第5話

「最近、夢でさあ」

 隣でビールの空のケースに座る松本さんが唐突に言った。

「やたら、ピンクスパイダーの話をする爺さんに声をかけられるんだけど、なんかの予兆かな?」

「それは僕の講義を担当してくださっている周防教授ですね。僕の夢にもよく出てきます。でも、実際はピンクスパイダーの話は愚か、生徒と話してる所も見たことはありませんよ」

「夢って怖いねえ」

 松本さんが震える真似をする。

「ねえ、君ってこの後時間ある?」

 現在、午後九時。

「ええ、ありますよ。まあ、一人暮らしなもんで」

 さりげなくアピールすると、松本さんは乗ってきた。

「じゃあ、君のうちに行こうかな」


「ああ、またやっちゃったよ」

 夢から目覚めると、下着がぐっしょりと濡れていた。私はパンツを洗濯する事にした。
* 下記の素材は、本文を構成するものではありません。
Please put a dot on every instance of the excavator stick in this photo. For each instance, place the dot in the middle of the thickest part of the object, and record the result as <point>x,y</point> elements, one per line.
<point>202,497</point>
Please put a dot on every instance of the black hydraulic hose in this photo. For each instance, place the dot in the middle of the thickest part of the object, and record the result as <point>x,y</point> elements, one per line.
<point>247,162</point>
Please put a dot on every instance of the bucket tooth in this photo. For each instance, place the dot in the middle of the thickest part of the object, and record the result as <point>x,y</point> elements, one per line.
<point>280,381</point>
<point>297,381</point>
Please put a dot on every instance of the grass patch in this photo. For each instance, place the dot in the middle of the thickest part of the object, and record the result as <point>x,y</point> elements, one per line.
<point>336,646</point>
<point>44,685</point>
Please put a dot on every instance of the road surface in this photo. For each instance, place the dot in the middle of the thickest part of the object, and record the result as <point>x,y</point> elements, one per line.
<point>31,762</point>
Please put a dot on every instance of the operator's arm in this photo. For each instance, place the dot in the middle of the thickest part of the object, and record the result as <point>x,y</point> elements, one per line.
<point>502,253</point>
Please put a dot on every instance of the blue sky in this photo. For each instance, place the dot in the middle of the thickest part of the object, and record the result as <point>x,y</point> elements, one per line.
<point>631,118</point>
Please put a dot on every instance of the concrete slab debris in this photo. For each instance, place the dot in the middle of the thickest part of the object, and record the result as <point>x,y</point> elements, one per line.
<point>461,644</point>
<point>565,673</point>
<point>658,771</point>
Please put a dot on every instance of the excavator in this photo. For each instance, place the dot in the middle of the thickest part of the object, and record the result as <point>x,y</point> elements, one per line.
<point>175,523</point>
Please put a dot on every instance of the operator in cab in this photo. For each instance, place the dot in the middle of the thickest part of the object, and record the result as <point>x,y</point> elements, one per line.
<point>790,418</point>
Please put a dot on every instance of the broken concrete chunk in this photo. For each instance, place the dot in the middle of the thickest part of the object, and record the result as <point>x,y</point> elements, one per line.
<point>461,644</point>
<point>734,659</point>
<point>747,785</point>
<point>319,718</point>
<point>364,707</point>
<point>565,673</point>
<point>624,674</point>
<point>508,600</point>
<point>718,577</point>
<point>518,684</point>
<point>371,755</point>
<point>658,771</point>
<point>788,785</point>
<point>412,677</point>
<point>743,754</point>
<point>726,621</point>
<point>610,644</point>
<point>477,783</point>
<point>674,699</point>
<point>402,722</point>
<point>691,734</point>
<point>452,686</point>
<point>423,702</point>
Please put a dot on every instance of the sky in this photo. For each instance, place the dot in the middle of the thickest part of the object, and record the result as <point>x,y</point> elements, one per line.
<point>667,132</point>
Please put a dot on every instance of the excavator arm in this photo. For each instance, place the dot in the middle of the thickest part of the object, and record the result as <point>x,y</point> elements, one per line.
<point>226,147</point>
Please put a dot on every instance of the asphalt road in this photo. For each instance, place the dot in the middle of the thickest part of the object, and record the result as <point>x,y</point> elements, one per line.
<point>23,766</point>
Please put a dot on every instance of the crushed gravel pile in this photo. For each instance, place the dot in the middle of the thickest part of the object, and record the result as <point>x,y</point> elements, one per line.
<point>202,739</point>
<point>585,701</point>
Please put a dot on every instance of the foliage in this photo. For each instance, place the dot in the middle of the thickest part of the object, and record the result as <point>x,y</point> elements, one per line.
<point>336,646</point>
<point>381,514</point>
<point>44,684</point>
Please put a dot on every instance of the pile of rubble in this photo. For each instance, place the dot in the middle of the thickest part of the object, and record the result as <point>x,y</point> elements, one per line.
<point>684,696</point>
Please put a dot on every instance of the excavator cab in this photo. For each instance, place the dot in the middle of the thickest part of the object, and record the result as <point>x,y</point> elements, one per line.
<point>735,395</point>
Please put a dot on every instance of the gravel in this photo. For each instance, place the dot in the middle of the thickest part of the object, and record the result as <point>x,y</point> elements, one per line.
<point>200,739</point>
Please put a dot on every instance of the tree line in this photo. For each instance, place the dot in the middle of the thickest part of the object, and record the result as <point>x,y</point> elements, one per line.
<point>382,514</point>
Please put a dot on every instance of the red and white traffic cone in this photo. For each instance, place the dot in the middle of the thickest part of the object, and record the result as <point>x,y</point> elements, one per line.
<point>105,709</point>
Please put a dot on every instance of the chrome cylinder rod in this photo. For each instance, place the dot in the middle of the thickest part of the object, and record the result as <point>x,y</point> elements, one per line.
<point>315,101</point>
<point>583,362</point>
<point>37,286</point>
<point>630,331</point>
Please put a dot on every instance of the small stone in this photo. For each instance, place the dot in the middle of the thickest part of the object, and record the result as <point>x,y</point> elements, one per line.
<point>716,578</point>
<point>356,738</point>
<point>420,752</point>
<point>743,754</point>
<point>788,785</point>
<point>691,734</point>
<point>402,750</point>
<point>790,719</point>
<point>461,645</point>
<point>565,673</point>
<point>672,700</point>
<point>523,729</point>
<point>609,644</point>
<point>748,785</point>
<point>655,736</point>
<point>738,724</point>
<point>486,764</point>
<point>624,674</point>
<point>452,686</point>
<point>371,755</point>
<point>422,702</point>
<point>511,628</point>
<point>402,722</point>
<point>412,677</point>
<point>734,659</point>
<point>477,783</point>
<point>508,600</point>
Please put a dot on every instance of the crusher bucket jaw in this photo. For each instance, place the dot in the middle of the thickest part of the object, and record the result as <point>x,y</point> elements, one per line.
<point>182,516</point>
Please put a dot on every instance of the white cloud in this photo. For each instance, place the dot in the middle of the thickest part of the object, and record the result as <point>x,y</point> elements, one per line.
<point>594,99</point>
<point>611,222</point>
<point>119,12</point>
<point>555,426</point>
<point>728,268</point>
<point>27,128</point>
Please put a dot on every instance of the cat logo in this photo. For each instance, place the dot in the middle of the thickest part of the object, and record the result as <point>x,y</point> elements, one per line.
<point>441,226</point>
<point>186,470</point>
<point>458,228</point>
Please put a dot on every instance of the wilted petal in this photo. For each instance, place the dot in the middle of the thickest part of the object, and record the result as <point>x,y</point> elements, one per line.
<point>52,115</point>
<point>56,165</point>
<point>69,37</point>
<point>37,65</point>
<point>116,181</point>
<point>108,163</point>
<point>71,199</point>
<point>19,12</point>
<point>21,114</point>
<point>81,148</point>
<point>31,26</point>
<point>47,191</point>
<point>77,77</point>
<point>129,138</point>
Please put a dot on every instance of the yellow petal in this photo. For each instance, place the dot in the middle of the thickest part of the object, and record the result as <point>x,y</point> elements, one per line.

洗濯を待っている間、ぼーっと本棚を眺めていると、買った覚えのない本が並んでいた。

「『夢の名残りを』? こんな本買ったっけ?」

 とりあえず中身を読んでみる。


 ※


 これは夢である。だから何をしていいという訳ではないのだが、この空間が私の頭の中で起きていることであることは理解して頂きたい。

 どんな奇想天外なことが起きても、それは夢という名のもとに直ちに許されるものである。


 さて。


 私はいま高いマンションの屋上から飛び降りている最中だ。飛び降りようとしているのではない。もうすでに飛び降りているのだ。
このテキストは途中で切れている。